A cette époque, Macron est le ministre de l’économie de François Hollande. Le président, totalement discrédité, usé jusqu’à la moelle, a compris – et tout son entourage avec lui – qu’il était hors de question qu’il se représente en 2017 aux suffrages des Français. L’oligarchie doit dare-dare trouver une nouvelle marionnette, plus présentable.

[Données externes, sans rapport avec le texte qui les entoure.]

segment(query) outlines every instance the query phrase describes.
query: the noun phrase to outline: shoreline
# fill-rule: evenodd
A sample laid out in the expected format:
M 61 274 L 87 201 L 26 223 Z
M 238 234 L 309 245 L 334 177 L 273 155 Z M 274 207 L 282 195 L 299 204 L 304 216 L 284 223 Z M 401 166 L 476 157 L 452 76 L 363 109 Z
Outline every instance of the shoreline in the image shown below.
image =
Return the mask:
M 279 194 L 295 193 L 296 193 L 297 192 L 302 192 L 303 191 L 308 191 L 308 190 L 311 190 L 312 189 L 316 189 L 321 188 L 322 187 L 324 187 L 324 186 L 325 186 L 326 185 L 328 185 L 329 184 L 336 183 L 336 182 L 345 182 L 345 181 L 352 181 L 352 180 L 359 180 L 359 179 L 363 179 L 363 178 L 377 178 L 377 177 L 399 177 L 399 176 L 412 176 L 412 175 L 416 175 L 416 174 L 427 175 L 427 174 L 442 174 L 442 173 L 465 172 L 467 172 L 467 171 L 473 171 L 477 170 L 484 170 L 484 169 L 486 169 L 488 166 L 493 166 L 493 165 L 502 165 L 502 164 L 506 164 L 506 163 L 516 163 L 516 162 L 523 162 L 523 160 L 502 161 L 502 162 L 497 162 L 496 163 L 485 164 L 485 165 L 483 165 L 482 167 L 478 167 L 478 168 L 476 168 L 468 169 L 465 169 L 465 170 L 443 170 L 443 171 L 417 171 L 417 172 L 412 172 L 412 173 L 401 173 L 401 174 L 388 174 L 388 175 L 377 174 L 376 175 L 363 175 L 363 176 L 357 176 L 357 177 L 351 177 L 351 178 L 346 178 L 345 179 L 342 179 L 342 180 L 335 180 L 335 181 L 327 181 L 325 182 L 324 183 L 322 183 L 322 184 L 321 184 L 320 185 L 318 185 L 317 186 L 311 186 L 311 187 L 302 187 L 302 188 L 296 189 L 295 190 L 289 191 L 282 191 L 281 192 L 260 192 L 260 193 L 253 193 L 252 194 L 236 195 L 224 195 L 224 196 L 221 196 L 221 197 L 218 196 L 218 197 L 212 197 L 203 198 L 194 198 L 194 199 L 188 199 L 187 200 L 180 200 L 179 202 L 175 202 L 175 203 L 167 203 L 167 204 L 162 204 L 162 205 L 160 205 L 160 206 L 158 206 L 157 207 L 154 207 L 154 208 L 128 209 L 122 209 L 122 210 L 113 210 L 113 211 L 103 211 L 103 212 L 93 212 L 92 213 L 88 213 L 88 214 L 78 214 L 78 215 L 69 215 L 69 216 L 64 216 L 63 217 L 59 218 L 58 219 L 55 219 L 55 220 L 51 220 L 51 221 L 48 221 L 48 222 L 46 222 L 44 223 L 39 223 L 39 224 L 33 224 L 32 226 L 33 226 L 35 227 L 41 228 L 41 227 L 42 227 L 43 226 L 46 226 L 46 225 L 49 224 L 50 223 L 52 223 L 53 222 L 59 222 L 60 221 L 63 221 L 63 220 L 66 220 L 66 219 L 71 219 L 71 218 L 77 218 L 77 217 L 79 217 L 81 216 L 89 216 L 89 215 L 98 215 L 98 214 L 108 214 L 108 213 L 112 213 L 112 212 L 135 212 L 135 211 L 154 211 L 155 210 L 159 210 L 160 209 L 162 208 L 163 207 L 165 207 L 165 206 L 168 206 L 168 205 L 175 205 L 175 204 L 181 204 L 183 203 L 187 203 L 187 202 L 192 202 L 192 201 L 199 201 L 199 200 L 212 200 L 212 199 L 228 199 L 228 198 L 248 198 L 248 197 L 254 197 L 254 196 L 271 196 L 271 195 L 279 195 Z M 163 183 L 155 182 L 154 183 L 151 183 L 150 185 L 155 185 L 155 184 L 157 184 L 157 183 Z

Les yeux se sont tournés depuis quelque temps déjà vers Emmanuel Macron, figure même du « gendre idéal ». Sa gueule de « jeune premier » devrait galvaniser le vote de la ménagère de 50 ans. C’est Caroline Pigozzi, héritière de la firme SIMCA, qui signe l’article de Paris Match« Intégrée à la biographie officielle, la belle histoire sera reprise partout les yeux fermées », ironise Faits & Documents

L’ensemble de la presse aux ordres présente alors l’adolescente que fut « Brigitte », la compagne du « président élu d’avance », comme une fille branchée, « une fêtarde invétérée, affublée d’un kilt ultra-mini, dansant jusqu’à l’aube des rocks de choc (…). Une adolescence assez délurée à l’opposé du sage Emmanuel » (dans Brigitte Macron laffranchie, de Maëlle Brun). Pour Anne Fulda (dans Un jeune homme si parfait), « Brigitte est une jeune fille rebelle, effrontée (…) jolie, sexy » .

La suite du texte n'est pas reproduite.